Senza tener conto di chi non ha digerito il successo planetario dei tre mocciosetti del programma tv di Antonella Clerici e la conquista degli USA, dobbiamo rassegnarci al fatto che in Italia abbiamo delle penne malate di Alzheimer. Si tratta delle medesime biro che, abusando del loro inchiostro, pensano ancora di vivere ai tempi in cui segnavano il bello e il cattivo tempo della discografia.
Per fortuna o per sfortuna oggi ci sono i social media, non soltanto territorio di clowneria e nefandezza ma anche di competenza, la stessa che ha l’orecchio lungo e riconosce il talento di Il Volo. Le penne malate di Alzheimer hanno esaurito l’inchiostro a supporto di mediocri pianisti contemporanei, facendoli passare come geni incompresi, e non ne hanno più a dispozione per riconoscere la bravura di questo trio?
Consapevoli da una parte che i Festival di Sanremo dei Modugno, dei Dallara, dei Latilla, dei Villa, dei Rascel, degli Endrigo, dei Tenco o dei Gaetano non torneranno mai più, dall’altra ci opponiamo a questi ciarlatani da corridoio perché Barone, Boschetto e Ginoble possono fare un miracolo con le loro romanze pop: far avvicinare i ventenni alla lirica, ricordando loro che la radice della musica è tutta lì.

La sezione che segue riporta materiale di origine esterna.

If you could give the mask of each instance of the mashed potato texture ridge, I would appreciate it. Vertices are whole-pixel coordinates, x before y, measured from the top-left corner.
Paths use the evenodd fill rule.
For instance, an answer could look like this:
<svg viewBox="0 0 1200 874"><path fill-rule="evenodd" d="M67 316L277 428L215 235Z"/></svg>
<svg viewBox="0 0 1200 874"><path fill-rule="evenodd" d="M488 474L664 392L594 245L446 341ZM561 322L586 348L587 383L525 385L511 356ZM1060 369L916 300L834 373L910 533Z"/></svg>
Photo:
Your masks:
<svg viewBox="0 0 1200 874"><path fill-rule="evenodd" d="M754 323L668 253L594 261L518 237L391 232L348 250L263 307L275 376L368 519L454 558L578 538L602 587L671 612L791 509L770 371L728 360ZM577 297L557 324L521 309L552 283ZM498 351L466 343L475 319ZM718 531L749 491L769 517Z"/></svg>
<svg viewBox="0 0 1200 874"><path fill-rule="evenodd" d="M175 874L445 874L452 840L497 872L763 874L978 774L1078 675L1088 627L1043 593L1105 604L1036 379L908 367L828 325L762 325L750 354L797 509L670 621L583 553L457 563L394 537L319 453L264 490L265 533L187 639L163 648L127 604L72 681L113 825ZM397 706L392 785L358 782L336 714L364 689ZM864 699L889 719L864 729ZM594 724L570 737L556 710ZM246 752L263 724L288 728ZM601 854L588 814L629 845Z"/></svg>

La mia generazione fece il grande passo scoprendo Luciano Pavarotti, l’antesignano di quella fusione magistrale tra lirica e pop. E me ne resi conto il 30 luglio 1991 quando, all’uscita da una merenda all’Hard Rock Cafè di Londra, mi ritrovai il grande tenore che cantava sotto la pioggia ad Hyde Park. Ebbi la fortuna di ascoltare quel concerto gratuito che in parte avrebbe compromesso alcune mie scelte musicali future.
Il Volo sono l’unico sollievo di questo Sanremo avaro che dimenticheremo in fretta, forse il peggiore musicalmente di tutte le edizioni. Se proprio dobbiamo salvare una baby band, teniamo loro e buttiamo giù dalla torre i Dear Jack, flop del filone della tribù della De Filippi.
Pietro, Ignazio e Gianluca hanno talento ma devono sapere che l’umiltà è necessaria per crescere. La strada per guadarsi un posto nella storia della musica è ancora lunga, faticosa, tortuosa e il pericolo che il successo negli USA li abbia montati la testa è dietro l’angolo.
Le braccia spalancate di Mimmo Modugno sulle note di Volare fecero il giro del mondo. E questa Grande amore? Nonostante resti una romanza pop di serie B avrà il pregio di ricordare all’estero che l’Italia – ed in particolare Abruzzo e Sicilia, le regioni che li hanno partoriti – non è solo corruzione e volgarità ma è ancora culla di ragazzi entusiasti, capaci di assistere con la passione il faticoso cammino per le nuove generazioni, orfane della grande musica che fu.